DEAR AMY: I am having trouble communicating with my mom. I moved to California when I was 18 (my parents live in another state), and I started from the bottom and made a name for myself here. I work and usually attend school, but I decided to take a break this semester. I am working full-time and volunteering. When I informed my mom about my plan, she went crazy and told me how everyone knew I would fail and not finish my degree. She doesn't support my feelings or thoughts -- ever -- and always jumps to negative conclusions. I end up ignoring her, and that makes everything worse. Help! How can I calmly talk with my mom so she will hear my side of the story?
DEAR SAD: It's hard enough to be in charge of your life without being undermined by the voice of doom from home. It is strange how those who think the least of us seem to take up the most space.
Given the situation you describe, you were wise to put a lot of distance between you. The best way for you to be in touch -- and ensure that you calmly have your say -- is textual. You should email her or send a letter.
Keep your statements calm and respectful and focused on how her behavior affects you.
Understand that your mother may never evolve. Coping with your feelings, frustrations and disappointment in her will be a long-term challenge for you.

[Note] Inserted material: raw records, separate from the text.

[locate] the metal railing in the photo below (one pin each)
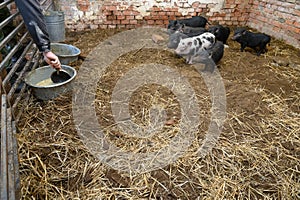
(20, 57)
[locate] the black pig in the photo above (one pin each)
(252, 40)
(221, 32)
(191, 31)
(195, 21)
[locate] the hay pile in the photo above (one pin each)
(256, 157)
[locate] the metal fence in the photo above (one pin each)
(18, 56)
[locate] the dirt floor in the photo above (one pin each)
(256, 157)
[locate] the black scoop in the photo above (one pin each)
(60, 76)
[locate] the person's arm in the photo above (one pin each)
(35, 23)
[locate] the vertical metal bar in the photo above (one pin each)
(16, 162)
(5, 3)
(3, 161)
(10, 158)
(17, 64)
(19, 79)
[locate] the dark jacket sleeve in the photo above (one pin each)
(34, 20)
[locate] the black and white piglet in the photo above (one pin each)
(191, 46)
(175, 38)
(256, 41)
(210, 57)
(222, 33)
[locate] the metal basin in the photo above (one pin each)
(66, 53)
(42, 86)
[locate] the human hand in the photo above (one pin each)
(52, 60)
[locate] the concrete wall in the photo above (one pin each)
(279, 18)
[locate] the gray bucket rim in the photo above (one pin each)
(72, 46)
(52, 85)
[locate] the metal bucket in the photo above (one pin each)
(48, 90)
(66, 53)
(55, 22)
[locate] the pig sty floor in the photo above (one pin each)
(257, 155)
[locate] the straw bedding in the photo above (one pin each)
(256, 157)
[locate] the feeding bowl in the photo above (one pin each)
(66, 53)
(42, 86)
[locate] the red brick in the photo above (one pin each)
(296, 12)
(161, 13)
(103, 26)
(155, 8)
(172, 17)
(129, 17)
(178, 14)
(133, 21)
(128, 12)
(159, 22)
(165, 17)
(202, 6)
(106, 12)
(111, 17)
(125, 21)
(150, 22)
(170, 13)
(116, 22)
(120, 16)
(155, 17)
(297, 24)
(112, 26)
(112, 8)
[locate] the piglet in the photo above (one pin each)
(195, 21)
(189, 47)
(174, 39)
(210, 57)
(252, 40)
(191, 31)
(222, 33)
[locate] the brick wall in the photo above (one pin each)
(278, 18)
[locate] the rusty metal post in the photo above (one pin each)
(3, 148)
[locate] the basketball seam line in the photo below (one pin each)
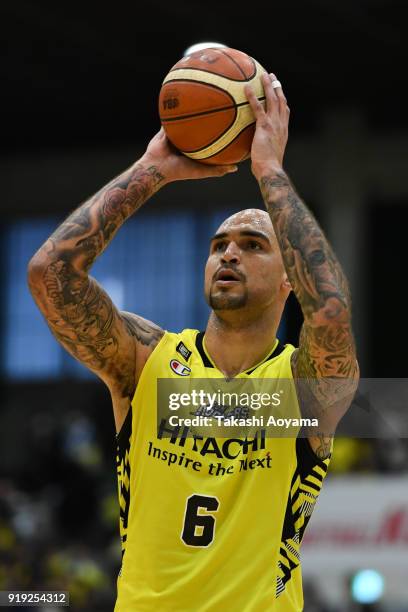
(209, 72)
(234, 62)
(224, 147)
(209, 112)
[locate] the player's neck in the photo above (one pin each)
(236, 347)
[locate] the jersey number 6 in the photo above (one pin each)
(203, 523)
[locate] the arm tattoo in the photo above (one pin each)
(78, 311)
(326, 358)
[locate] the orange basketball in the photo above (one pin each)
(203, 107)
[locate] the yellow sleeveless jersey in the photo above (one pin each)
(210, 524)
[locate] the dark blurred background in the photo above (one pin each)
(80, 83)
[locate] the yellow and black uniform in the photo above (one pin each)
(207, 523)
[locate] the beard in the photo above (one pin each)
(223, 300)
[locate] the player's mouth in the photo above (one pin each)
(226, 277)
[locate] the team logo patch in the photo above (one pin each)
(183, 350)
(179, 368)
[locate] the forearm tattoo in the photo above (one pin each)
(78, 311)
(326, 355)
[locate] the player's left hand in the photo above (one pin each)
(271, 133)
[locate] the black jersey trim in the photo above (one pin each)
(276, 351)
(307, 458)
(199, 344)
(279, 348)
(122, 437)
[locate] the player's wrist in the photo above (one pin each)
(157, 170)
(266, 168)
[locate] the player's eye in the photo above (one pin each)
(253, 245)
(219, 246)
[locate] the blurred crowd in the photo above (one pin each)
(58, 501)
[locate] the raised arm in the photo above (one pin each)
(115, 345)
(325, 363)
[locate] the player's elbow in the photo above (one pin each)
(35, 271)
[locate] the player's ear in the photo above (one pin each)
(286, 283)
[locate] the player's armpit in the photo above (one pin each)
(326, 373)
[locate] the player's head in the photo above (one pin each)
(244, 269)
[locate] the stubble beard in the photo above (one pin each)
(225, 301)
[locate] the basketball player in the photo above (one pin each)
(211, 524)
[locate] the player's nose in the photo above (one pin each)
(232, 253)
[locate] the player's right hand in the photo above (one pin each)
(174, 166)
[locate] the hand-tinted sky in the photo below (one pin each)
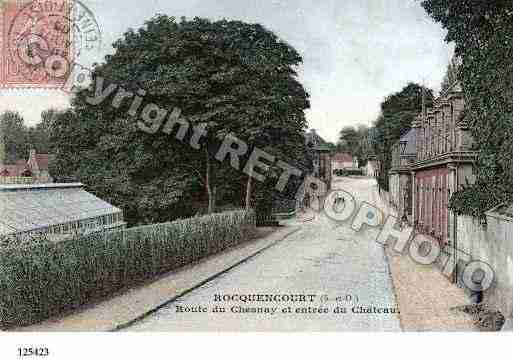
(355, 52)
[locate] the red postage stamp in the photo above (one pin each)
(36, 43)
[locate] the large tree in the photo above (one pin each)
(483, 34)
(397, 113)
(228, 76)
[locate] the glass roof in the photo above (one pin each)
(26, 208)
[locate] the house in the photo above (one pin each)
(342, 161)
(444, 163)
(34, 170)
(404, 154)
(320, 152)
(371, 169)
(430, 163)
(53, 211)
(38, 164)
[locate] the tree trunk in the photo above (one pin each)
(248, 192)
(211, 193)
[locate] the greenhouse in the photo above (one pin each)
(54, 211)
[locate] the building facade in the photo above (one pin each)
(320, 153)
(34, 170)
(444, 163)
(343, 160)
(404, 154)
(53, 211)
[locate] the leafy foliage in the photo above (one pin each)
(44, 280)
(483, 34)
(232, 77)
(397, 113)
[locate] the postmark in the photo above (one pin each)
(43, 38)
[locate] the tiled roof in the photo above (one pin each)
(343, 157)
(26, 208)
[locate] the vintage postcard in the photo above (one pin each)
(244, 166)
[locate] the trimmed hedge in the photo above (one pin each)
(41, 281)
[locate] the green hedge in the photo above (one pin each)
(41, 281)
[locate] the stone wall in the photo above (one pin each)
(493, 244)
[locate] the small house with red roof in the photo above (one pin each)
(344, 160)
(34, 170)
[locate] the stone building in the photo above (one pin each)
(343, 160)
(404, 153)
(320, 152)
(33, 170)
(444, 163)
(53, 211)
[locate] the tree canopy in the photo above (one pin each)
(229, 76)
(483, 34)
(398, 110)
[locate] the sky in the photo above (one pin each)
(355, 52)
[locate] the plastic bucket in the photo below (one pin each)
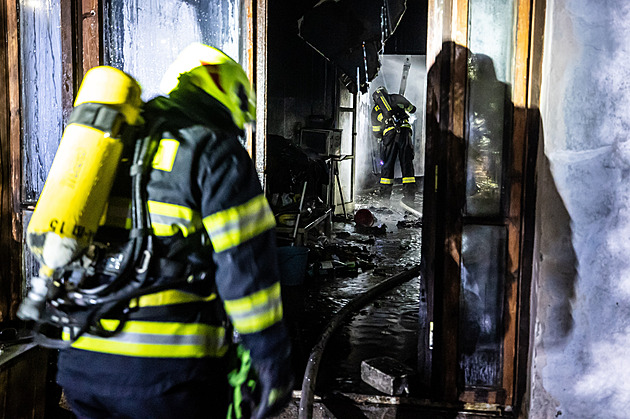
(292, 261)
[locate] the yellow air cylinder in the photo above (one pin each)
(80, 179)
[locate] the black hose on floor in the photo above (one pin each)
(312, 366)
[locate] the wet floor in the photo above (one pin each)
(386, 326)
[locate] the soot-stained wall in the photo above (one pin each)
(580, 355)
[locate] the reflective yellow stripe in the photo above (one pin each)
(157, 339)
(257, 311)
(165, 154)
(169, 219)
(168, 297)
(236, 225)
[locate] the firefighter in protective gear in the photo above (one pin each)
(214, 235)
(391, 127)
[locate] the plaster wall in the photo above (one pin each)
(581, 333)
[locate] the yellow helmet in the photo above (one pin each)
(216, 74)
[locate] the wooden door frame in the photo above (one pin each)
(82, 49)
(447, 53)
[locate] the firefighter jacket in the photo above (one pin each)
(212, 224)
(390, 113)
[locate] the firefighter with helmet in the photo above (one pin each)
(391, 127)
(167, 352)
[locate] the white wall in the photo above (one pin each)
(581, 352)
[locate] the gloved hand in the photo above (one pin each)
(276, 385)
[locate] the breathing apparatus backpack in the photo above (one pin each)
(105, 118)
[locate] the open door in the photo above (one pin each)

DEAR AMY: "Ann" said she was fired from her job for chronic lateness. Now she is wondering if she should disclose it in future job interviews. I'm never going to understand people who behave badly, know it, and are actually surprised that there are consequences. That this person would even ask this question shows she has learned nothing.
DEAR DISGUSTED: I thought this was a good question, and my recommendation was she not bring it up but be prepared to discuss it.